Under the Conservatives action against antisocial behaviour has collapsed. Neighbourhood policing has been slashed, charge rates are plummeting, and victims are dropping out of the process in record numbers. Support services for kids have been decimated. The police spend hours if not days dealing with mental health cases because there is simply no one else to pick up the pieces.

When polled, the public say there is no point investing in improving the community if it is just going to be vandalised by criminals. You can’t level up without tackling crime.

Labour’s new action plan will crack down on the antisocial behaviour that is blighting communities. Respect orders will create a new criminal offence for adults who have repeatedly committed antisocial behaviour and are ignoring warnings by the courts and the police.

Labour will introduce new town centre police patrols and a mandatory antisocial behaviour police lead for every local neighbourhood as part of Labour’s neighbourhood police guarantee, with 13,000 extra neighbourhood police and PCSOs.

We will strengthen powers for police to shut down crack houses, introduce a national register of private landlords, and a duty for local partners to tackle antisocial behaviour with mandatory antisocial behaviour officers in every local authority area.

The next Labour government will not let another generation of lost boys and lost girls grow up without hope. That’s why Labour will introduce a full prevention and diversion programme, with new youth mentors for children and young people most vulnerable to crime and access to mental health professionals in every school.

 Where the Conservatives have dismantled neighbourhood policing, Labour will bring it back.

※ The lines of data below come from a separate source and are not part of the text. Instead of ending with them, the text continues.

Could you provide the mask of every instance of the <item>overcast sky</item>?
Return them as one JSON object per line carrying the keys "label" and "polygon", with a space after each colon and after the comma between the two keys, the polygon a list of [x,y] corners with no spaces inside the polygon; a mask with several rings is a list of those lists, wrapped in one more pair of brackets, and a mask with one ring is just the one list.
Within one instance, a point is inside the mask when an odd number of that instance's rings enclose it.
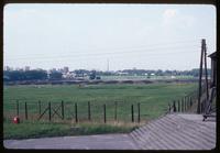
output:
{"label": "overcast sky", "polygon": [[[110,70],[199,67],[216,51],[216,8],[180,4],[8,4],[3,65]],[[208,59],[210,67],[210,59]]]}

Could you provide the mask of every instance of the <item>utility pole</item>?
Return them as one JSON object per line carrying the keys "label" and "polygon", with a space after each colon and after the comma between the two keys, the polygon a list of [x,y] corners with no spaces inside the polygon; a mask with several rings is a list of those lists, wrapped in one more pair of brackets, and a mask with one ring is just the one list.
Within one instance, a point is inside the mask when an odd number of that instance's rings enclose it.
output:
{"label": "utility pole", "polygon": [[109,72],[109,59],[107,61],[107,72]]}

Where the Conservatives have weakened anti-social behaviour powers, Labour has a tough new plan to tackle it. Where the Conservatives forgot about our young people, Labour will prioritise them. Where the Home Office pushes blame to local forces and never takes the lead, Labour will be an active government legislating for mandatory police standards.

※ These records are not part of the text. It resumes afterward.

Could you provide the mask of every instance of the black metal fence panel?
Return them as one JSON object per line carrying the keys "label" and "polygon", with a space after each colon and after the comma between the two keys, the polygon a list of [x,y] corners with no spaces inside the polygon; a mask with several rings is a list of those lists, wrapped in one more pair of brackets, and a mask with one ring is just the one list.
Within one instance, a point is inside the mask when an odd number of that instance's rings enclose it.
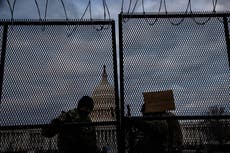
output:
{"label": "black metal fence panel", "polygon": [[[122,134],[126,144],[121,147],[126,152],[148,147],[159,152],[228,152],[229,16],[119,15]],[[173,93],[170,102],[175,108],[162,104],[167,95],[159,93],[168,91]],[[148,93],[152,97],[146,98]],[[144,110],[152,114],[143,116],[144,103]],[[154,126],[148,133],[150,121]],[[150,139],[154,130],[155,137]],[[181,142],[176,144],[180,132]],[[151,145],[146,145],[149,141]]]}
{"label": "black metal fence panel", "polygon": [[131,14],[121,20],[121,79],[132,116],[141,115],[144,92],[164,90],[173,90],[177,115],[206,115],[213,106],[229,112],[223,18]]}
{"label": "black metal fence panel", "polygon": [[[94,99],[97,145],[117,150],[114,21],[2,21],[6,42],[1,95],[1,152],[57,150],[41,128]],[[1,80],[1,81],[2,81]],[[97,125],[97,123],[100,125]],[[103,124],[105,123],[105,124]],[[87,125],[92,126],[92,125]]]}

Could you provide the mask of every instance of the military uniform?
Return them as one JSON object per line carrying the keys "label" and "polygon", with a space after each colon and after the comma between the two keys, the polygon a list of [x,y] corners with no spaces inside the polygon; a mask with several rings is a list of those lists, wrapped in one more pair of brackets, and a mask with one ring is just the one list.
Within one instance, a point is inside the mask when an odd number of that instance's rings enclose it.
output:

People are tired of feeling like their problems will be ignored, that our values of community and respect are being ground down by a government taking the backseat on law and order.

The next Labour government will bring back security and respect to our communities. We will work hard to restore public faith in policing. Labour will revive the reassurance that if you are a victim of a crime, something will be done.

 

Sarah Jones, Labour MP for Croydon Central.